SLEEK and deadly, the stoat has a particularly fiendish trick up its sleeve when it wants to catch a rabbit - hypnotism.

At least, that is what it often seems to use when it creeps closer to any young, inexperienced animal and grabs its attention.

Gazing into its victim's eyes, sometimes almost nose to nose, it will weave and bob its head until the prey forgets about fleeing and is somehow lulled into dropping its defences.

The stoat then pounces and a crushing bite to the neck is delivered with lightning speed.

Birds, rats and mice are also on the menu of this voracious hunter but it can survive on insects when times are hard and other prey is scarce. Larger than its equally ferocious cousin, the weasel, a stoat first tracks its quarry by scent before pursuing it by sight.

Despite its short, stubby legs, a stoat can race along at 20mph, its distinctive chesnut and white body constantly thrown forward in a series of leaps and bounds.

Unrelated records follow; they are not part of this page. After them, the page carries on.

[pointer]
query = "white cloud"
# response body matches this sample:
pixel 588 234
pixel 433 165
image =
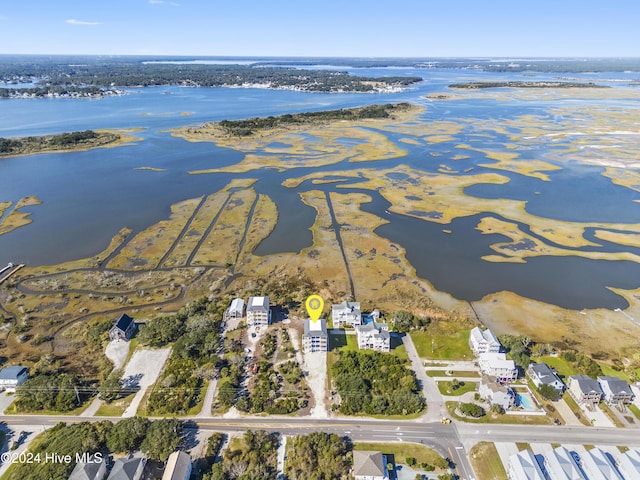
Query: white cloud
pixel 73 21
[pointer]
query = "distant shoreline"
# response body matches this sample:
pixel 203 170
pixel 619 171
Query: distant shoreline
pixel 65 142
pixel 521 84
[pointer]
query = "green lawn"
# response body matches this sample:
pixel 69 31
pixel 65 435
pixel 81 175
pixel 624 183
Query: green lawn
pixel 490 417
pixel 486 462
pixel 445 347
pixel 402 450
pixel 564 368
pixel 445 388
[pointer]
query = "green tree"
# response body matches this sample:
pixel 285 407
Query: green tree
pixel 127 434
pixel 163 437
pixel 318 456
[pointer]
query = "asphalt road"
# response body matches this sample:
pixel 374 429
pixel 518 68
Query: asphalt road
pixel 451 440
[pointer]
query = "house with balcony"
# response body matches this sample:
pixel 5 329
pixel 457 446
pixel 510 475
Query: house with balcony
pixel 315 337
pixel 374 336
pixel 235 310
pixel 615 391
pixel 258 311
pixel 542 374
pixel 584 390
pixel 346 314
pixel 497 365
pixel 483 341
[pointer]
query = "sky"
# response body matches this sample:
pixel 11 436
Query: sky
pixel 336 28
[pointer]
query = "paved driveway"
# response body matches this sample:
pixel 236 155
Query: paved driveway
pixel 142 371
pixel 6 399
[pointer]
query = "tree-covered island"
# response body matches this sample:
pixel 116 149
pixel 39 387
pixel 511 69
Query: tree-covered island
pixel 61 142
pixel 521 84
pixel 103 77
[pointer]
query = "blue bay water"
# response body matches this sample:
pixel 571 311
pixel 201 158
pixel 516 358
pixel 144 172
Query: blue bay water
pixel 89 196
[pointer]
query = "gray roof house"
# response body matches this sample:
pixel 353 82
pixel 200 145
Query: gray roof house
pixel 236 309
pixel 369 465
pixel 123 328
pixel 346 313
pixel 315 337
pixel 615 390
pixel 543 374
pixel 258 312
pixel 12 377
pixel 374 336
pixel 483 341
pixel 129 468
pixel 585 390
pixel 94 469
pixel 178 466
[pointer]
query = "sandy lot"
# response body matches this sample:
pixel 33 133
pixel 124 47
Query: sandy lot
pixel 142 371
pixel 117 352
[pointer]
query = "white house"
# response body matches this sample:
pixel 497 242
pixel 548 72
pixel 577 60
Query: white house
pixel 497 365
pixel 524 466
pixel 258 311
pixel 178 466
pixel 615 390
pixel 369 465
pixel 635 388
pixel 561 465
pixel 374 336
pixel 584 390
pixel 496 393
pixel 315 337
pixel 12 377
pixel 543 374
pixel 235 310
pixel 346 313
pixel 483 341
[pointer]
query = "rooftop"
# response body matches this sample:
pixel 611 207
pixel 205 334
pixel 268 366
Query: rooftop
pixel 368 463
pixel 123 322
pixel 315 329
pixel 178 466
pixel 259 302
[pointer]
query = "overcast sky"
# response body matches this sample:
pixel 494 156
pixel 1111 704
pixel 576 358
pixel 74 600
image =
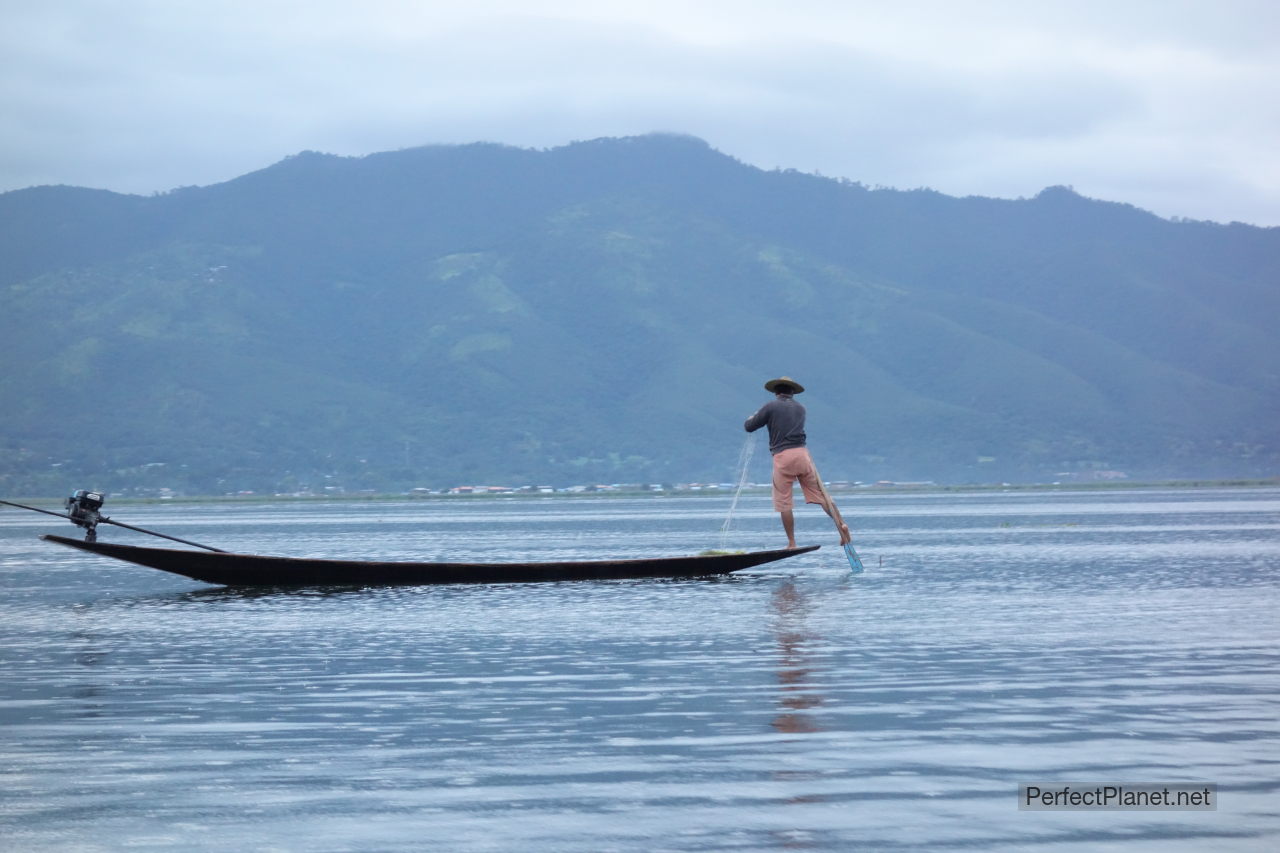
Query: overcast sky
pixel 1170 105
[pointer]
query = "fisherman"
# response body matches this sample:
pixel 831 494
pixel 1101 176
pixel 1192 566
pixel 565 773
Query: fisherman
pixel 791 460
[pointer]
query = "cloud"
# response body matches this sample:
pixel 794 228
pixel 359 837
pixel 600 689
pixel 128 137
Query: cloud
pixel 1169 104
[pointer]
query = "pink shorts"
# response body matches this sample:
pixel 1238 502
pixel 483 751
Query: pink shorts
pixel 790 465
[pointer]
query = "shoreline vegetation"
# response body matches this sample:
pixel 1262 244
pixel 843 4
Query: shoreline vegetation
pixel 703 491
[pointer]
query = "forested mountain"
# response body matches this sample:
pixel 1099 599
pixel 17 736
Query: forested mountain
pixel 607 311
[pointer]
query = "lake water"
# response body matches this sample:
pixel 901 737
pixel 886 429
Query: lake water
pixel 996 639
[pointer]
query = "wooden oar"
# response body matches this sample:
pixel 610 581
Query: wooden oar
pixel 855 562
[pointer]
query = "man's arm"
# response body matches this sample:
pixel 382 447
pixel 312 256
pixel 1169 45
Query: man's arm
pixel 758 419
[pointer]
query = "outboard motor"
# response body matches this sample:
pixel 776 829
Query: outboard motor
pixel 83 506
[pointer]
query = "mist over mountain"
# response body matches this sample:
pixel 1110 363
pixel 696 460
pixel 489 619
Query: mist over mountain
pixel 608 311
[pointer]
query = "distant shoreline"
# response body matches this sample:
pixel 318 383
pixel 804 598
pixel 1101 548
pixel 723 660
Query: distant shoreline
pixel 914 488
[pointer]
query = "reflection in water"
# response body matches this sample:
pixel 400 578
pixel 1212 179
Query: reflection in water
pixel 798 701
pixel 892 711
pixel 799 697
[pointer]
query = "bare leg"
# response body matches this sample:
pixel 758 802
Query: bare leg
pixel 828 507
pixel 789 527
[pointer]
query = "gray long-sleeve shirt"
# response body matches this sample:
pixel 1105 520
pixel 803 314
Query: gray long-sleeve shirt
pixel 785 419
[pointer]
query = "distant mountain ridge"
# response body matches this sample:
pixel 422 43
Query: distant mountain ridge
pixel 607 311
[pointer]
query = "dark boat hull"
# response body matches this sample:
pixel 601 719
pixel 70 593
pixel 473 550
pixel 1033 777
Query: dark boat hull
pixel 254 570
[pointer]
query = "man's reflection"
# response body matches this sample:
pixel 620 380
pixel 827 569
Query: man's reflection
pixel 799 696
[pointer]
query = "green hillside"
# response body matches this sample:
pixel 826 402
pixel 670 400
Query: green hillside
pixel 607 311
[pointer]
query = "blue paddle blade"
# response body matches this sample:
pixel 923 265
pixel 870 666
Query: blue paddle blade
pixel 855 564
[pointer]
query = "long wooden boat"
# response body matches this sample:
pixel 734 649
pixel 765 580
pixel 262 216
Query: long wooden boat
pixel 256 570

Few animals manage to outrun it in a straight sprint.

Death is almost inevitable for any creature too slow to climb, fly away or scurry down a tinier hole than the slim stoat itself can squeeze into.

Stoats are so savage they can easily overwhelm animals more than twice their own size.

The male stoat is just 13 inches long from the tip of his inquisitive nose to the end of his black-tipped tail.

Females are smaller and thinner but equally feared as hunters and sporting the same colouring.

The two sexes come together briefly to breed, after which six or so fierce youngsters emerge.

These can often only be told apart from weasels by their black tail-tips.

The voraciousness of stoats was underlined recently by a desperate move to control them - not here, but in New Zealand.

Stoats and weasels were introduced there from Europe in the 19th century to control burgeoning rabbit numbers.

However, so successful have they become that they are now threatening the survival of many indigenous species.

Among these is New Zealand's national bird, the flightless long-beaked kiwi.

As he unveiled a multi-million dollar fightback fund, New Zealand's Conservation Minister Nick Smith admitted:"Stoats are public enemy number one for our bird life. They are are decimating kiwi populations. "Every year, 15,000 kiwi chicks - 60 per cent of those born - are killed by stoats. Kiwi will not survive on the North and South Islands unless we find an effective way to stop this.

"New Zealand must save the unique species that help give us our sense of national identity. A stoat research budget is our best hope for saving our kiwi."

Fearsome as they are, it still seems bizarre that stoats could virtually cause a national identity crisis.